Joseph Dion Ngute, Premier ministre du Cameroun, lors de la séance d'ouverture du Dialogue national à Yaoundé en 2019

Le Cameroun, pays d’Afrique centrale aux deux héritages coloniaux, se trouve aujourd’hui au cœur d’un débat aussi ancien que son indépendance : celui du retour à un système fédéral. Une question qui, plus de six décennies après la réunification des anciens territoires sous tutelle britannique et française, resurgit avec une intensité particulière.

Un système fédéral dans l’histoire du Cameroun

Pour comprendre les enjeux actuels, il est essentiel de revenir sur le passé. Le Cameroun a connu une expérience fédérale entre 1961 et 1972, sous la direction du président Ahmadou Ahidjo. Ce modèle, qui avait permis de rassembler les deux Cameroun (francophone et anglophone) après des années de séparation, a été progressivement abandonné au profit d’un État unitaire. Pourtant, cette période reste gravée dans la mémoire collective, notamment pour les populations anglophones de l’Ouest du pays.

Les revendications actuelles et leurs fondements

Les tensions dans les régions anglophones, qui réclament depuis des années un retour à un système fédéral, ont ravivé ce débat. Les séparatistes, mais aussi une partie de la société civile et des élites politiques, estiment qu’un fédéralisme bien structuré pourrait résoudre les disparités économiques, culturelles et politiques entre le Nord et le Sud du pays. Le Premier ministre Joseph Dion Ngute a lui-même présidé en 2019 un Dialogue national censé apaiser les tensions, mais les discussions ont achoppé sur la question de l’autonomie des régions.

Les arguments des partisans du fédéralisme

  • Une meilleure représentation : Le système fédéral permettrait aux régions de gérer davantage leurs ressources locales et de mieux adapter les politiques publiques à leurs spécificités.
  • Une réponse aux crises : Les conflits dans les régions anglophones pourraient trouver une issue grâce à une autonomie accrue, limitant ainsi les frustrations qui alimentent les mouvements séparatistes.
  • Un modèle éprouvé : D’autres pays africains, comme le Nigeria ou l’Éthiopie, fonctionnent avec ce système, prouvant sa viabilité sur le continent.

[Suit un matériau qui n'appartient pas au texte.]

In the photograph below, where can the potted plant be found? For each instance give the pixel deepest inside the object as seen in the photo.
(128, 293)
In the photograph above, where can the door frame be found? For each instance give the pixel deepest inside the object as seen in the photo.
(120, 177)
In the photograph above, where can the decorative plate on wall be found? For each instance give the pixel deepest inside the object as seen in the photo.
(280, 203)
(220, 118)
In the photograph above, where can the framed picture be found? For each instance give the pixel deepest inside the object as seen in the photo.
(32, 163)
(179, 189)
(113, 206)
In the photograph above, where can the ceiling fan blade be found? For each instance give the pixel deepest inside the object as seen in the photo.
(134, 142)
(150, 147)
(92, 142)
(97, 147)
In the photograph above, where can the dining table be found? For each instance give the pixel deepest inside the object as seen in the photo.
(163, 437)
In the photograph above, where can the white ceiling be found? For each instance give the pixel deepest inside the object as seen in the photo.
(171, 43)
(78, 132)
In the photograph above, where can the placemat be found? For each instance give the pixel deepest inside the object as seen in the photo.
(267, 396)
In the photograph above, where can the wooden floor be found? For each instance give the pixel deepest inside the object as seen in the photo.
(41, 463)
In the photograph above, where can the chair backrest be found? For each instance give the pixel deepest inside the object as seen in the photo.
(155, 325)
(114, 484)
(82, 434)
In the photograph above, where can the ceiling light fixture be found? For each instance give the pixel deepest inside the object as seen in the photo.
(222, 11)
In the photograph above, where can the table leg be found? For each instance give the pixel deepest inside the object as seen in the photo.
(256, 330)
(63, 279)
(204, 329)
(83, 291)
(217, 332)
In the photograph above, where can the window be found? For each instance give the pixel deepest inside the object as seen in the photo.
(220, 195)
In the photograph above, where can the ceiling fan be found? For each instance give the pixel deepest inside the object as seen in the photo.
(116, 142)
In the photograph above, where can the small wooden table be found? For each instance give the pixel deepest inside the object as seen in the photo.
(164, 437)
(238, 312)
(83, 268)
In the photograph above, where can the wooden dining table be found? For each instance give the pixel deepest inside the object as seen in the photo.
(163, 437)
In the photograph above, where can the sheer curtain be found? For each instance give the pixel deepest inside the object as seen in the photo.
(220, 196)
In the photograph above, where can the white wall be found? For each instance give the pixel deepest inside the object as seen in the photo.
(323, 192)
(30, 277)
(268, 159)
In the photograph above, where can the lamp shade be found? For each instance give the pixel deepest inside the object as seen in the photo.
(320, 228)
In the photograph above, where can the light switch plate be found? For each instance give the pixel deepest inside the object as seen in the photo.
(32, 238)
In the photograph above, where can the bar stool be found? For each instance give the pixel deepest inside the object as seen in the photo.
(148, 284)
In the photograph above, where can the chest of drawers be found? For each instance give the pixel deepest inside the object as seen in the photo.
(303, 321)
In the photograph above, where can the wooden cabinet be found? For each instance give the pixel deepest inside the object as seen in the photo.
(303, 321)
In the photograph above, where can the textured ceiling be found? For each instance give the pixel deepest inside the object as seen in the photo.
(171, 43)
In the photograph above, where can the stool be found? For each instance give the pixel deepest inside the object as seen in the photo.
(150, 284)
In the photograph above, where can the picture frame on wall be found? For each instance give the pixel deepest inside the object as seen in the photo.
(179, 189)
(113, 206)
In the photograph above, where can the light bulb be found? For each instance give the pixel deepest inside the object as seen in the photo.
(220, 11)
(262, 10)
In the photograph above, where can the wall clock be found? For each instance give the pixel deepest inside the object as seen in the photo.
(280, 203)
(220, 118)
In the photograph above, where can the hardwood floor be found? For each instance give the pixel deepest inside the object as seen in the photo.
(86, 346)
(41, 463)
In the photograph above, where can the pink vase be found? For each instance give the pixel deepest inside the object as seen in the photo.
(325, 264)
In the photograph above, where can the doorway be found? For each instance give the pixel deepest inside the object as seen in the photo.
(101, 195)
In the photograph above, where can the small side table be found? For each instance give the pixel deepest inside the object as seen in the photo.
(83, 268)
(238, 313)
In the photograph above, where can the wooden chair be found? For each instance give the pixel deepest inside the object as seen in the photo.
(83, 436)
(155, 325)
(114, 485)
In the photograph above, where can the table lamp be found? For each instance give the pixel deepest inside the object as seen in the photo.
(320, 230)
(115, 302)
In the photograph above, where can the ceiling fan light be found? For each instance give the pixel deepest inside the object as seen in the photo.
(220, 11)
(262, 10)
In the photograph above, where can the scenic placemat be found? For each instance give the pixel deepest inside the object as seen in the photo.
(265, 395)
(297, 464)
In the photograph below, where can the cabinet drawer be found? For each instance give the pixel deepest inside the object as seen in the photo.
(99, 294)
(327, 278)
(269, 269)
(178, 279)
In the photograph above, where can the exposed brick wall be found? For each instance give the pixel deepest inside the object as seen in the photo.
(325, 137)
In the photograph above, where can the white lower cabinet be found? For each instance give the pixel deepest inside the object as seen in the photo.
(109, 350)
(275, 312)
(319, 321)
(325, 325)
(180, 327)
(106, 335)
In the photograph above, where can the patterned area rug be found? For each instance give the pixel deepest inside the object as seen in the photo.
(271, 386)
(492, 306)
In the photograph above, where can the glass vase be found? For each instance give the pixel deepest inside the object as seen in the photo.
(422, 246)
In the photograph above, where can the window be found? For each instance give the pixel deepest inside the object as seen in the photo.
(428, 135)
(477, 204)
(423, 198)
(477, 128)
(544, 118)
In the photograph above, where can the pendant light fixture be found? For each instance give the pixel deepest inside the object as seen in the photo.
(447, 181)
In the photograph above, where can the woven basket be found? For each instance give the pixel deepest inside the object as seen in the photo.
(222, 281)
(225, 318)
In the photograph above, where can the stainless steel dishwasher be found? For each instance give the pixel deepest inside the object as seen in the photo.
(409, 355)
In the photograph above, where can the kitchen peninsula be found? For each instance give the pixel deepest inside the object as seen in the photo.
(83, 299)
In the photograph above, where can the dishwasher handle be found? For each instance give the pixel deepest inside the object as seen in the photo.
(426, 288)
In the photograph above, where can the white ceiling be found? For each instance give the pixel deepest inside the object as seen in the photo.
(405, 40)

Les réticences des opposants

  • Le risque de fragmentation : Certains craignent qu’un fédéralisme mal encadré ne fragilise l’unité nationale et ne conduise à une balkanisation du Cameroun.
  • Les défis économiques : La gestion des ressources en devises, notamment pétrolières, pourrait devenir plus complexe si chaque région disposait d’une autonomie budgétaire.
  • La résistance politique : Le président Paul Biya, au pouvoir depuis 1982, a toujours privilégié un État centralisé, et son héritage politique rend toute réforme structurelle incertaine.

Quel avenir pour le fédéralisme au Cameroun ?

Les perspectives d’un retour à un système fédéral semblent aujourd’hui conditionnées par plusieurs facteurs. D’abord, la volonté politique du gouvernement actuel, dont les priorités affichées incluent la réconciliation nationale, mais dont les actions concrètes restent limitées. Ensuite, l’évolution de la crise dans les régions anglophones, où la radicalisation des séparatistes complique toute avancée. Enfin, l’équilibre entre les aspirations locales et les impératifs de cohésion nationale joue un rôle clé.

Une chose est sûre : le Cameroun ne peut ignorer ce débat plus longtemps. Que ce soit par la voie du compromis ou de la réforme constitutionnelle, la question du fédéralisme reviendra immanquablement sur le devant de la scène, avec des conséquences majeures pour l’avenir du pays.